Это точно, подумал Первый, ему в макете просто делать нечего. А вот на планете, когда им обоим придется постоянно приноравливаться то к холоду, то к жаре, то к свету, то к тьме и еще и пищу себе искать, и покровы для тела добывать, и жилище в порядке содержать — некогда ему будет об иерархии думать.
С того момента — отведя первородную назад в макет, еще раз напомнив ей о терпении и пообещав закончить ее будущий мир как можно скорее — он работал над этим без перерывов на темное время и даже на раздумья.
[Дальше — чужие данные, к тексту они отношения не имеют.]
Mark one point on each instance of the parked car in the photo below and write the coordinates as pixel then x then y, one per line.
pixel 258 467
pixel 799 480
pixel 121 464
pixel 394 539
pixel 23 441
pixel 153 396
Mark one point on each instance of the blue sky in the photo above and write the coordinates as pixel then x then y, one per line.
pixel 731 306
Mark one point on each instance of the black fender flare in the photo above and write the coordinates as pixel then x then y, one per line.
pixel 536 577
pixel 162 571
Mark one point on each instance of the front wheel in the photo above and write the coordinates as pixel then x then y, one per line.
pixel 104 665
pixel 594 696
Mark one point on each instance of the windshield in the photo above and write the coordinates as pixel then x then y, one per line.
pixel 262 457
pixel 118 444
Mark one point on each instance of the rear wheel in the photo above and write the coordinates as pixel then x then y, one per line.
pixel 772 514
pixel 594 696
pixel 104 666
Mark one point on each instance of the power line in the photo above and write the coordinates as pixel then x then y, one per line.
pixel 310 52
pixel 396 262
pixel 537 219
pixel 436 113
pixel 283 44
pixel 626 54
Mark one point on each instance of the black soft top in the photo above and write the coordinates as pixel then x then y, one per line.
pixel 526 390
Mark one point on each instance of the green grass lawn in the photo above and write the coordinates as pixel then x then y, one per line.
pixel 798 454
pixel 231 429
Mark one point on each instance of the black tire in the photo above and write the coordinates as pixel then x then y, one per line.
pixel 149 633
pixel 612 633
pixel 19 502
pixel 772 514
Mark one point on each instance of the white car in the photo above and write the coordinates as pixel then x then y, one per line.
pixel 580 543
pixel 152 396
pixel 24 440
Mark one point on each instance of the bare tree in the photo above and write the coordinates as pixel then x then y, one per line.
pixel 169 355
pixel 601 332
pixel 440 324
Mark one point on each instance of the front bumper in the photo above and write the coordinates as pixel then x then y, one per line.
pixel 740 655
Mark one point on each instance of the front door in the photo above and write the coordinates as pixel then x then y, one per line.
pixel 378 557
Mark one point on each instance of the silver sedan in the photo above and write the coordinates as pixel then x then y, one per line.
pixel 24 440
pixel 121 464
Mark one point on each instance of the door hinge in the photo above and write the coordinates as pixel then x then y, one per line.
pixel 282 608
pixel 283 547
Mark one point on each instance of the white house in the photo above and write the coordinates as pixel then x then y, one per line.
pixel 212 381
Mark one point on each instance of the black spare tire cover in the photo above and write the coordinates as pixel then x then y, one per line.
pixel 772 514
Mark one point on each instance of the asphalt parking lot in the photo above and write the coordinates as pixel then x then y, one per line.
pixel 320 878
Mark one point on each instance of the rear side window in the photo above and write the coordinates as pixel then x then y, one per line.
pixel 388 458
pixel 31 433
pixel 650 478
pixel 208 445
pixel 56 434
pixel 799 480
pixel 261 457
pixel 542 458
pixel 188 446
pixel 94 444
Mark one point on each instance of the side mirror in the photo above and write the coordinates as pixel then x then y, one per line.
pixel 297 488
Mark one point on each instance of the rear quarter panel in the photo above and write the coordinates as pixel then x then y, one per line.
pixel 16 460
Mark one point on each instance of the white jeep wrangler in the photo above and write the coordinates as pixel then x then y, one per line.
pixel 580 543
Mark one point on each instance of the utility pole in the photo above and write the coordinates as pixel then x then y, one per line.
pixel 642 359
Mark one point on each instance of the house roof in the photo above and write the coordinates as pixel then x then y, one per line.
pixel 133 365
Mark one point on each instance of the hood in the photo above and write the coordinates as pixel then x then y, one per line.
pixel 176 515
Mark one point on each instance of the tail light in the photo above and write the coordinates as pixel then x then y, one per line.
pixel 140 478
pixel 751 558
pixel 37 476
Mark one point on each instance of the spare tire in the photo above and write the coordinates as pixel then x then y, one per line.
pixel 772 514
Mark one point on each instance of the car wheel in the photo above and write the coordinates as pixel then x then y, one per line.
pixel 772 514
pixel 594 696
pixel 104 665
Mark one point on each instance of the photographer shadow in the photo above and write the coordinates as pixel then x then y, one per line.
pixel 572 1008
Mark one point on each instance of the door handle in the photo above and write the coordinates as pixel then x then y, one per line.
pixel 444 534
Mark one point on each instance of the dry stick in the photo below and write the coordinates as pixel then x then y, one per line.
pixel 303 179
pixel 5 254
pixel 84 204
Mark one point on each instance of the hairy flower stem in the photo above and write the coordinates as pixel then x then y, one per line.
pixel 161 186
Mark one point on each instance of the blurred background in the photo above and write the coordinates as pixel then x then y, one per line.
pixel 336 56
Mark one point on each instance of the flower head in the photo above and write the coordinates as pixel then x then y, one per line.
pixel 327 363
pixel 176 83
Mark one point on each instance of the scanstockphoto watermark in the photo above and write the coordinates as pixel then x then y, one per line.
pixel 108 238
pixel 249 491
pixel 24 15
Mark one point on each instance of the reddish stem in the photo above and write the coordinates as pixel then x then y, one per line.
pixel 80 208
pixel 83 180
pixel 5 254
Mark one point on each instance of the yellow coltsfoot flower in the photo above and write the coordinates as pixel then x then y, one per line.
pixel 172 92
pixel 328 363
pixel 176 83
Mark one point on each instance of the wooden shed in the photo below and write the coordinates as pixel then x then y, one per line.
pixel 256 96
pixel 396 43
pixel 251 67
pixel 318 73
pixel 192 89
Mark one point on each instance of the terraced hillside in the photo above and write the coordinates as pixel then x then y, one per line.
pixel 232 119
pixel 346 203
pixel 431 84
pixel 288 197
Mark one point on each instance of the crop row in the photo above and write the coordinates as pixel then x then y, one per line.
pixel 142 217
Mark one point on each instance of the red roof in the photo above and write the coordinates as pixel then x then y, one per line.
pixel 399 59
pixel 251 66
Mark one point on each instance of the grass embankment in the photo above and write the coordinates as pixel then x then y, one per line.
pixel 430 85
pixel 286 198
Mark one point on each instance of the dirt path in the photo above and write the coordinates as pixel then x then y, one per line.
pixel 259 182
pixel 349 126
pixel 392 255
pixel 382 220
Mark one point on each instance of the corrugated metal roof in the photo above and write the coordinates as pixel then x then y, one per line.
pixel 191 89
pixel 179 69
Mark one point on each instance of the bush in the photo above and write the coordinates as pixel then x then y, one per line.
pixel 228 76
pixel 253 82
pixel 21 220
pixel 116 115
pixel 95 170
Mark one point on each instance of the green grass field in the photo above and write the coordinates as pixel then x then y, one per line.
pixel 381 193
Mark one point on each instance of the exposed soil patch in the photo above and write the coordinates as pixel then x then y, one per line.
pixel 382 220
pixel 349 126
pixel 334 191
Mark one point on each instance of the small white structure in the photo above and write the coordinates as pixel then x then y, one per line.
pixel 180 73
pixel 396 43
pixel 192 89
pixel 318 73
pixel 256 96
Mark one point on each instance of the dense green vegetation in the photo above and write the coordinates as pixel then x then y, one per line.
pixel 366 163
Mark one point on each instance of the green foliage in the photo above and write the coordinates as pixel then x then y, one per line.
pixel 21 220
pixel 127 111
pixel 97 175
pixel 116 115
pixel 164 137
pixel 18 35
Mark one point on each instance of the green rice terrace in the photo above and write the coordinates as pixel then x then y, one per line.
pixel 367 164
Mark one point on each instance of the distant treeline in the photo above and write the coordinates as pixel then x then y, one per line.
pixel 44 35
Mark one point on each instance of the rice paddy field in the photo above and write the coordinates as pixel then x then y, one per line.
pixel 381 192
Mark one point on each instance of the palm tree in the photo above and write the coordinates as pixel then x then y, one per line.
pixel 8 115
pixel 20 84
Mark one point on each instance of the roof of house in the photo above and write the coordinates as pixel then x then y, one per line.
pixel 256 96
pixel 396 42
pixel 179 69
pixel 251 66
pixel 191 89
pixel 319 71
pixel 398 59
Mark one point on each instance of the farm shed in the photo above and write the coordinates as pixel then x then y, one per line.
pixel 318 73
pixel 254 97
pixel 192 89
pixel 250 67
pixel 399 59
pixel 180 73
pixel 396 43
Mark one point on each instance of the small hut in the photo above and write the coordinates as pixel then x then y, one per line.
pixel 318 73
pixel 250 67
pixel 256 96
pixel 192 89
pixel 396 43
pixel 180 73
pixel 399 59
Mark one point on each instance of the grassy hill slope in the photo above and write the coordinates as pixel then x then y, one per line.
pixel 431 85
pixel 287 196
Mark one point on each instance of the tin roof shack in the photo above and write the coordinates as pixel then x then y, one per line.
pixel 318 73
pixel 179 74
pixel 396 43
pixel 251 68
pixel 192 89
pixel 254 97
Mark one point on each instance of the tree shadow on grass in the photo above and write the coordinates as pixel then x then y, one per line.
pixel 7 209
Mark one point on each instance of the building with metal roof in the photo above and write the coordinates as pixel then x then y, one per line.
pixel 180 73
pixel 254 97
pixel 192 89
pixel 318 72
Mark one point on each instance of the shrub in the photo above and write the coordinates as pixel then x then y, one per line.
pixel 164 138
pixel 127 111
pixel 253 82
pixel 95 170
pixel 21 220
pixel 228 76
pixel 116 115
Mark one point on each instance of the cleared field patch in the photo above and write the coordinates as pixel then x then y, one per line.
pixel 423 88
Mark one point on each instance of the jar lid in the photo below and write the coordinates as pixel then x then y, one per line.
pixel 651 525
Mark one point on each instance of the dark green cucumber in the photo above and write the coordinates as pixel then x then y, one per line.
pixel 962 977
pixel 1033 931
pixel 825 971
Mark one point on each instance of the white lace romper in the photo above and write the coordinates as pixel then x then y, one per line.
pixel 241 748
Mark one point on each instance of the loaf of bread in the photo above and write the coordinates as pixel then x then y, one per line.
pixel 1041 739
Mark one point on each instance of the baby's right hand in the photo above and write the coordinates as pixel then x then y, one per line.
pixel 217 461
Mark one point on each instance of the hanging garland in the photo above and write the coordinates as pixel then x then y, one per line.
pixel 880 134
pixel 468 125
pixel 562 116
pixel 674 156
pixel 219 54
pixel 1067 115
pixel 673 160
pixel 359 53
Ту недоработку, о которой он вспомнил прямо перед встречей с первородной, пришлось отложить. Он тогда понял, что, обеспечив обитателей своей планеты пищей во время пересечения водных просторов, одновременно лишил их обычной питьевой воды. А образовавшиеся после наклона планеты безжизненные песчаные пустыни показали ему, что в списке жизненно необходимых потребностей всех живых существ вода стоит значительно выше пищи.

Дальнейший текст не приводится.